Temporal Fundamentals Part IV: Workflows
Overview
This is a six part series focused on Temporal fundamentals. It represents, in my words, what I have learned along the way and what I would’ve like to know on day one.
- Temporal Fundamentals Part I: Basics
- Temporal Fundamentals Part II: Concepts
- Temporal Fundamentals Part III: Timeouts
- Temporal Fundamentals Part IV: Workflows
- Temporal Fundamentals Part V: Workflow Patterns
- Temporal Fundamentals Part VI: Workers
This article will focus on understanding Temporal Workflow design recommendations. It will explore general design practice and also get into specific recommendations for Temporal primitives.
Limits
Temporal achieves its breathtaking scale, by its ability to execute billions upon billions of Workflows. However, each Workflow has its limits and it is important to understand them, when doing Workflow design.
Determinism
Workflows must be deterministic, Workflows can and will be replayed. Every Workflow replay must follow the same code path, for events that already ocurred in its execution history.
Recommendations
- Use static code analyzers if available for SDK, which check for common sources of Non-Determinism.

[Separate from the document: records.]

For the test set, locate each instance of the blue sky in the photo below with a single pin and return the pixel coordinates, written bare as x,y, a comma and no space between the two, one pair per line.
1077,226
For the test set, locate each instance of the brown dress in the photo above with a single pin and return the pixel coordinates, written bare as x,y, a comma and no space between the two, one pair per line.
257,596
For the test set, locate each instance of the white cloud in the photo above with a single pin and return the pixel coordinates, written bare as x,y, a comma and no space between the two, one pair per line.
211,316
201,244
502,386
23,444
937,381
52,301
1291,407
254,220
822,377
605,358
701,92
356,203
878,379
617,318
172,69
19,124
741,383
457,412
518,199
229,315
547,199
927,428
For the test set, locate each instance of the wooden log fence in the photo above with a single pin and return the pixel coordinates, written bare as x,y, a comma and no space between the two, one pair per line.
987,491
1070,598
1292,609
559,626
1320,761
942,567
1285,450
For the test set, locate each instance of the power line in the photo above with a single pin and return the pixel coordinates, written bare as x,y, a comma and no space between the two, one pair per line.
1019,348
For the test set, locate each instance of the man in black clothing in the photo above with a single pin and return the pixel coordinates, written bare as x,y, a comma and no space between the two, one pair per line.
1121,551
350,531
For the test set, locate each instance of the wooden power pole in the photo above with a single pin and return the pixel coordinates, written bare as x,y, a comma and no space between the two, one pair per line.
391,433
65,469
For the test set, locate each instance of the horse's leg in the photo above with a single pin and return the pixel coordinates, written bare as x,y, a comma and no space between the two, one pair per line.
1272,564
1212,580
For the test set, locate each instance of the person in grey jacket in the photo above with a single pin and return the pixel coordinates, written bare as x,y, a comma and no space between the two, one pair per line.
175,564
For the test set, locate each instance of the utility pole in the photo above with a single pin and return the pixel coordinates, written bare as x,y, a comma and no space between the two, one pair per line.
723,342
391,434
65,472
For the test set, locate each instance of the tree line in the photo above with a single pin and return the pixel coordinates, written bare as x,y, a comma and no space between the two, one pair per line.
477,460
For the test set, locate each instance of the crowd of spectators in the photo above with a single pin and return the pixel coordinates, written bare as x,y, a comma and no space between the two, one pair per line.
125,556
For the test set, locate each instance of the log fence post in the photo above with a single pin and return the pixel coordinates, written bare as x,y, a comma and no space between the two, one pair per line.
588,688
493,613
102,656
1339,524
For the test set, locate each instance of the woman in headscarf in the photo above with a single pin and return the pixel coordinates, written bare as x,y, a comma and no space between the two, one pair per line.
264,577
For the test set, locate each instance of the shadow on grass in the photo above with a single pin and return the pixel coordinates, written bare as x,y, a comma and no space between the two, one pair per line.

- Workflows should be replayed using the SDK replayer, with previous version event history, to ensure new code doesn’t break determinism.
- Versioning Workflows should be done using appropriate versioning strategy.
WorkflowIds
WorkflowIds are unique and often they represent a name or identifier, that is important to the use case. Workflows have both, a WorkflowId, and a RunId. While the WorkflowId only exists once, each run including retry or continue-as-new of workflow, creates a new RunId.
Recommendations
- Use WorkflowIds as idempotency keys when Workflow may be started more than once.
- Use appropriate WorkflowId reuse policy
- Do not rely on Workflow RunId for business logic choices as it can change during Workflow execution, due to retry or continue-as-new.
Workflow Event History
A Workflow is comprised of a series of tasks. Workflow tasks execute Workflow code and Activity tasks execute Activity code. All of these tasks and their states (Scheduled, Started, Completed) are stored in the Workflow event history. A single Workflow event history has limits on number of events (50,000) and size (50 MB).
Recommendations
- Ensure Workflow limits are not reached, otherwise Workflow will be terminated.
- Partition work across Workflows as opposed to having a single monolithic Workflow. In Temporal, you can have billions of running workflows, use them.
- Long running Workflows should use Continue-As-New within Workflow to continue with fresh event history or Child Workflows, to partition event history across many workflows.
Workflow Timeouts
Workflow tasks have a timeout of 10 seconds by default. In addition, the SDK has a deadlock detector which is 1 second. Workflow execution and run timeouts default to infinite.
Recommendations
- Do not change defaults unless you have a very specific reason.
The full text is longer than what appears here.